The plaintiff claimed, on the hearing, that he notified his employer of his claim for compensation by a paper signed by him, on the night of his injury, which paper he also claimed gave the employer the notice of injury as above stated. The Commissioner found certain evidential facts as to this paper giving notice of the injury to the defendant on the night of the injury, and the plaintiff claims that such evidential facts are equivalent to a finding that a written claim for compensation was duly served. One fatal defect of this contention is that the paper in question contained no claim for compensation and was in no particular a claim for compensation even defectively stated; at the most it was merely a notice of injury. No written claim for compensation was otherwise served. The plaintiff, therefore, never gave the defendant a written notice of his claim for compensation as required by § 5360.
The Commissioner found these facts: (a) "The claimant did not know the results of his injury from a surgical standpoint until June 24th, 1923, at which time he was definitely informed about them by Dr. Francis H. Reilly. Dr. Reilly . . . caused X-rays to be taken. . . . (b) I find that on the occurrence in question, the claimant sustained a fractured skull at the vertex, and at the same time a contrecoup fracture about two inches above the occipital prominence. I further find that the claimant has suffered such results from this fracture since that date . . . that he has become nervous and to a greater or less extent incapacitated from labor. . . . (c) The claimant, during the period of something more than five years which has elapsed since his injury, has suffered many things, and has been troubled with headaches, dizziness, and some trouble with his nose calling for slight surgical treatment, and had an operation for the removal of swollen inguinal glands, and his activities thereafter were broken and fragmentary."

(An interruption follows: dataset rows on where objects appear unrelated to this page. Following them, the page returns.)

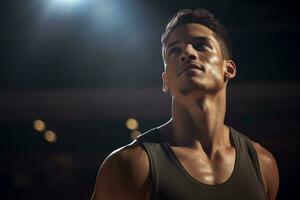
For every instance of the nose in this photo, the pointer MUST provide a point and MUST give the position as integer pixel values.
(189, 53)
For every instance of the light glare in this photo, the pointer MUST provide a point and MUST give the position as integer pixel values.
(50, 136)
(132, 124)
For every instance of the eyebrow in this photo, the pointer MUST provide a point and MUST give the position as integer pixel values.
(173, 43)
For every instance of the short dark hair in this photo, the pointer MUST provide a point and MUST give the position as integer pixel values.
(203, 17)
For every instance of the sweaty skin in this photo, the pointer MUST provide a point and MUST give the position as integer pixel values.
(196, 75)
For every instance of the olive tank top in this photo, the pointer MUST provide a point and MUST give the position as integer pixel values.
(170, 181)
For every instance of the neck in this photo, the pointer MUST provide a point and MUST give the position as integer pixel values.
(200, 123)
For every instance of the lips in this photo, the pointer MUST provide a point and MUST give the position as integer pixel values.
(190, 66)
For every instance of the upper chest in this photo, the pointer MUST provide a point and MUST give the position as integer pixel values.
(209, 170)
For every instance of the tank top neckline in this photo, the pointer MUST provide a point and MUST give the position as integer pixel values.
(190, 177)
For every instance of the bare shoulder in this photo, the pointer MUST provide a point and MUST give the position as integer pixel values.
(269, 169)
(124, 174)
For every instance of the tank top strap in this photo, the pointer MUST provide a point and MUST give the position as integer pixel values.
(247, 148)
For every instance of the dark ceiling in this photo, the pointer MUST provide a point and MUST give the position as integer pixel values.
(116, 43)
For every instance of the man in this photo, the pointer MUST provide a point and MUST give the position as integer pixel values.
(194, 155)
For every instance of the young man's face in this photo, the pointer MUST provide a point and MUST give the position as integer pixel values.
(194, 61)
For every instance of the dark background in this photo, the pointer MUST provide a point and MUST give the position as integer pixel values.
(85, 67)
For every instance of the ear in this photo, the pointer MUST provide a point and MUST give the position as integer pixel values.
(230, 69)
(165, 82)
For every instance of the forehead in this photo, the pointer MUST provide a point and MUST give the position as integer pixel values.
(189, 31)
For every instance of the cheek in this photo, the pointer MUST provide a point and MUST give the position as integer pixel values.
(214, 66)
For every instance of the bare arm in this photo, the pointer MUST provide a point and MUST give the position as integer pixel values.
(124, 175)
(269, 171)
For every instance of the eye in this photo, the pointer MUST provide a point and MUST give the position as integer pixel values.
(201, 45)
(174, 50)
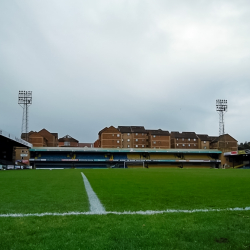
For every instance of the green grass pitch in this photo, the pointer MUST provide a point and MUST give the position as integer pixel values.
(39, 191)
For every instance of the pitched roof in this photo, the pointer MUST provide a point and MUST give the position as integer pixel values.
(204, 137)
(158, 132)
(132, 129)
(67, 138)
(124, 129)
(138, 129)
(191, 135)
(84, 144)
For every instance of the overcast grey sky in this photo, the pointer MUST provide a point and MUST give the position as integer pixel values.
(158, 64)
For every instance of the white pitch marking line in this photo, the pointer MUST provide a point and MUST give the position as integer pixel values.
(148, 212)
(96, 206)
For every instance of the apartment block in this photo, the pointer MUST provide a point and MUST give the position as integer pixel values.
(158, 139)
(110, 138)
(184, 140)
(204, 141)
(68, 141)
(133, 136)
(43, 138)
(224, 142)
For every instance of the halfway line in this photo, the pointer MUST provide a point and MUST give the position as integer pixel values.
(96, 206)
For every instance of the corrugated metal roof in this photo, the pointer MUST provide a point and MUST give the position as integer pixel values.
(125, 150)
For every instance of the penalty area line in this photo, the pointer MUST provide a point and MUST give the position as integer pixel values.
(147, 212)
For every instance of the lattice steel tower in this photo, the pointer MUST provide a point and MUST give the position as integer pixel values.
(221, 108)
(25, 100)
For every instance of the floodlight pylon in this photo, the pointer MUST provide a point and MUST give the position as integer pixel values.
(221, 108)
(25, 100)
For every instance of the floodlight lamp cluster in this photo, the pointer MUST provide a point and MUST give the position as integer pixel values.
(25, 97)
(221, 105)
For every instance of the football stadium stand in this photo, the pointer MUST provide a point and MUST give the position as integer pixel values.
(121, 158)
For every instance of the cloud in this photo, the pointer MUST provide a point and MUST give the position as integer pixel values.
(93, 64)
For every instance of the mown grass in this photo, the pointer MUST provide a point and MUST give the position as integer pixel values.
(161, 189)
(214, 230)
(119, 190)
(38, 191)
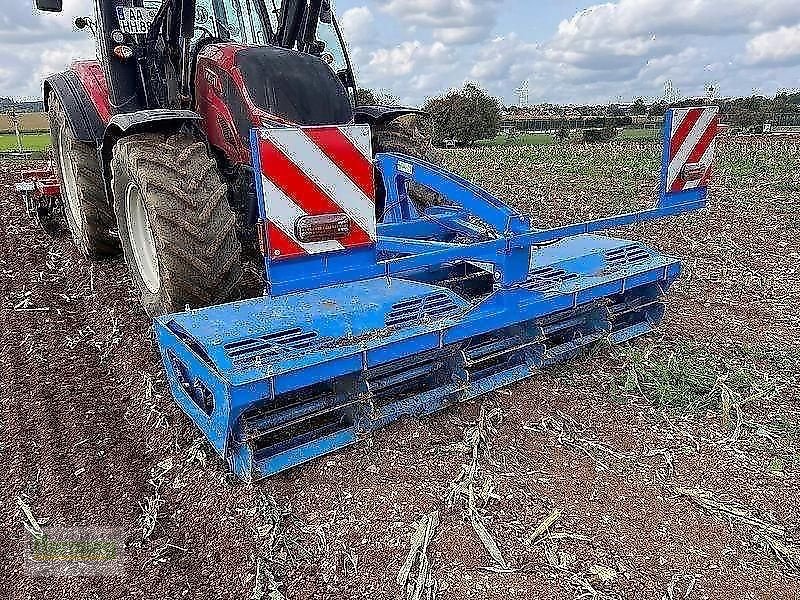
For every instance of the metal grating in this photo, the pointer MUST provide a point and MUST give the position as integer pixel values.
(547, 280)
(627, 255)
(271, 344)
(433, 306)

The plaintiff first brought this claim for compensation before the Commissioner in 1923, about five years after the injury to his head.
The plaintiff claims, in effect, that as the Commissioner has found in a. b. c. above, that the plaintiff was ignorant of the results of his injury from a surgical standpoint until June 24th, 1923, and as there is no finding that such ignorance arose from his negligence, therefore the proceedings of the plaintiff to secure compensation, begun in 1923, within one year after he was informed of such results by a surgeon, are valid and effectual. In other words, the plaintiff claims that although he was incapacitated by his injury for more than seven days about four years ago, yet because he did not know the results of his injury from a surgical point of view when he was so incapacitated, the duty of serving a written claim for compensation within one year from such incapacity under § 5360 was obviated by his ignorance, and it was sufficient to satisfy the equities of that section, to give such notice or begin proceedings before the Commissioner within one year from the time when he acquired knowledge of the surgical results of the injury.
The plaintiff seeks to uphold this claim on the ground that § 5360 should be liberally construed in all cases; and so construed as to save the rights of an employee if equitable considerations exist favoring such a result. We have had occasion to deal with a similar claim in the recent case of Simmons v. Holcomb, 98 Conn. 770, 775, 120 A. 510.
We there held that such a claim was untenable; that the requirement of § 5360 as to a written notice of claim for compensation entered into the very essence of the employee's right to compensation conferred by the Act, and was not simply a statute of limitations; and that, therefore, whenever an employee had failed to give a written notice of a claim for compensation within the time prescribed by statute, his right to compensation was lost, and that the statutory requirement as to a written notice of compensation could not be changed or modified on equitable grounds. Section 5360, therefore, under the facts found, bars any recovery of compensation by the plaintiff.